Lenst era su nombre, y era uno de los hombres más feos que Rego había
visto en su vida. Tenía el rostro desfigurado por dos cicatrices enormes, una
que le atravesaba la barbilla y los labios y otra que le cruzaba la frente de
arriba a abajo, provocada por un corte de cuchillo que casi le cuesta un ojo.
Además, le faltaba una oreja y varios dientes cuyos huecos se veían claramente
en las escasas ocasiones en las que reía. Tenía el pelo corto y blanco, del
mismo color que la barba descuidada que poblaba sus mejillas.

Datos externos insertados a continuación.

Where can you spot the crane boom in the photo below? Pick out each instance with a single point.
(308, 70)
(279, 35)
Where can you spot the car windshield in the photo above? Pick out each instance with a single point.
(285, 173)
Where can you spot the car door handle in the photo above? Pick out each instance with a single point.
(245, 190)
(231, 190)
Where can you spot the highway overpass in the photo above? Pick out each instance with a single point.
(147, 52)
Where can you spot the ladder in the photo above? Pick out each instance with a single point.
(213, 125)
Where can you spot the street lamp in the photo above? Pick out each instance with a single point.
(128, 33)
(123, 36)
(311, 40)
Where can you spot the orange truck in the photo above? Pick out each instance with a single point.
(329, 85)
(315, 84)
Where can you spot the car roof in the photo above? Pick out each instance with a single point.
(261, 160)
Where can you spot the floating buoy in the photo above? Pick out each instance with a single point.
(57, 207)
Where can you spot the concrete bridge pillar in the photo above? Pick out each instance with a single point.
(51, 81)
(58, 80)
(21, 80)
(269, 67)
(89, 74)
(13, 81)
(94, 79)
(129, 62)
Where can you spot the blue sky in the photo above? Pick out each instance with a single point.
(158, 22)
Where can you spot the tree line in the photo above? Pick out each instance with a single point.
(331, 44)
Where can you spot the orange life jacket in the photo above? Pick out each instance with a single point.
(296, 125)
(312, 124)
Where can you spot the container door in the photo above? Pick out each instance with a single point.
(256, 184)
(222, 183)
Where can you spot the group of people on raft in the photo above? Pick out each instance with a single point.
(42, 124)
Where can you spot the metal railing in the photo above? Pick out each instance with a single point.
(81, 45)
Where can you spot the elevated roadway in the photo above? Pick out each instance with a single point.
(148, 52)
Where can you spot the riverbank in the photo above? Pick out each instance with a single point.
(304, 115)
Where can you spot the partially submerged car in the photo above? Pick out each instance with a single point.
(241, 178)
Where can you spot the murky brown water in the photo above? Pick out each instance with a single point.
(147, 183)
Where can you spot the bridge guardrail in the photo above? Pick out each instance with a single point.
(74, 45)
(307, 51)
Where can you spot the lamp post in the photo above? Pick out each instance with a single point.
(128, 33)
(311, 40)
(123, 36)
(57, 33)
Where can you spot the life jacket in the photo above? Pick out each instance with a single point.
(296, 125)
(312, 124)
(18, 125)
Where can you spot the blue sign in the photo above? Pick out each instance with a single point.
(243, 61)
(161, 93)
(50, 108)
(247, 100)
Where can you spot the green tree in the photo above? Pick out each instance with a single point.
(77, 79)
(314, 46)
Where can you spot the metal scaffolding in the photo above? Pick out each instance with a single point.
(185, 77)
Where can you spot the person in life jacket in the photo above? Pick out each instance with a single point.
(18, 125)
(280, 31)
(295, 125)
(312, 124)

Su piel era del
color marrón tostado que sólo tienen aquellos que pasan muchos años al sol,
dura y rasposa al tacto como una prenda de cuero antigua.
Era todo un personaje, un guerrero de La Tierra de las Espadas que a
pesar de arrastrar casi medio siglo a sus espaldas aún se conservaba duro como
una roca, y casi igual de simpático. Sus dos compañeros también eran de La
Tierra de las Espadas, pero al contrario que Lents eran jóvenes y cordiales.
Born, con su lanza a la espalda y que siempre llevaba cerca una petaca de
aguardiente, y Mathaus, tan encantador que en seguida caía bien a cualquiera.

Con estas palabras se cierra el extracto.